横にいた私が気が付かなくて、とても申し訳なく後悔しております。尊厳死協会のカードのお世話にはなりませんでしたが、お守りのようにいつも持っておりました(私もです)。考えようによっては、ピンピンコロリで私の世話を受けないように気をつかってくれたのかと思っております。お寺さんや、知人にもそう思っていただいているようです。あまりにもあっけない旅立ちに、はかない命を身をもって感じました。ありがとうございました。

協会からのコメント

予想もしなかった突然のお別れに、さぞ驚かれたことでしょう。おそらく亡くなった本人もいつものようにふすまを閉め、お別れをした実感がないのかもしれません。人の命のはかなさを感じる看取りのエピソードです。ここでも「大切な人を亡くした悲嘆・グリーフのプロセス」の情報がお役に立つと思います。

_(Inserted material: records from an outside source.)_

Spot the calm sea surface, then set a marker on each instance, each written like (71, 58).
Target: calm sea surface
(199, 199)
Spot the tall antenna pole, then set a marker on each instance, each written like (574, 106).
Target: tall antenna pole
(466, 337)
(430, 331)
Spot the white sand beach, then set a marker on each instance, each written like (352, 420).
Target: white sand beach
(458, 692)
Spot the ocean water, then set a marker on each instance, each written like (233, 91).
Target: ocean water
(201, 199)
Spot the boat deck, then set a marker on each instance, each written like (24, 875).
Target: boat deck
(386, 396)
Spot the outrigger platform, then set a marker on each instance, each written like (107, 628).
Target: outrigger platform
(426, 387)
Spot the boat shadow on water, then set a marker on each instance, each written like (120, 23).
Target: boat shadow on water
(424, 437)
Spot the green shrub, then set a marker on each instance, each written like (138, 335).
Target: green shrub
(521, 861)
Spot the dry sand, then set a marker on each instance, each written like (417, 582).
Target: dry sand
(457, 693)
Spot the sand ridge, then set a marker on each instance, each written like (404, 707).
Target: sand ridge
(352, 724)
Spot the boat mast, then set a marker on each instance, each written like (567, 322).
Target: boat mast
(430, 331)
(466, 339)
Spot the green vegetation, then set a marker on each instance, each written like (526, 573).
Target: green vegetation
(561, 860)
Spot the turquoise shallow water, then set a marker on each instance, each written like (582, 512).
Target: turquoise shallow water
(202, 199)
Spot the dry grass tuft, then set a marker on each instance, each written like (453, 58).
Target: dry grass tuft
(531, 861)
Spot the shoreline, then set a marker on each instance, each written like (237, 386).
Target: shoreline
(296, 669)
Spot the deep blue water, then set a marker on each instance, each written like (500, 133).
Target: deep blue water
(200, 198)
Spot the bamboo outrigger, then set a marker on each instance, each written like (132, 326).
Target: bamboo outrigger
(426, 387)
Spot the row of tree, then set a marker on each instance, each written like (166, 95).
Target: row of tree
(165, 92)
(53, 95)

お互いお別れや感謝の気持ちを伝え合いたかったと思います。残された人は、あれこれと世話を焼き、少しずつ弱っていく様子を見て覚悟をしていく過程をもてず「してあげられなかったこと」を思い返して寂しく、つらくなるかもしれません。でもそれはきっと本人が望まなかったこと、世話をかけないように先に逝ってしまったのかもと思い定めることが、結局の癒しになるように思います。残された人が、健やかに過ごすことが本人の一番の希望だったのだと。こんな「逝き方」もあるのだとお伝えできるのも「小さな灯台」の大切な役目だと思います。共に心からのご冥福をお祈りしています。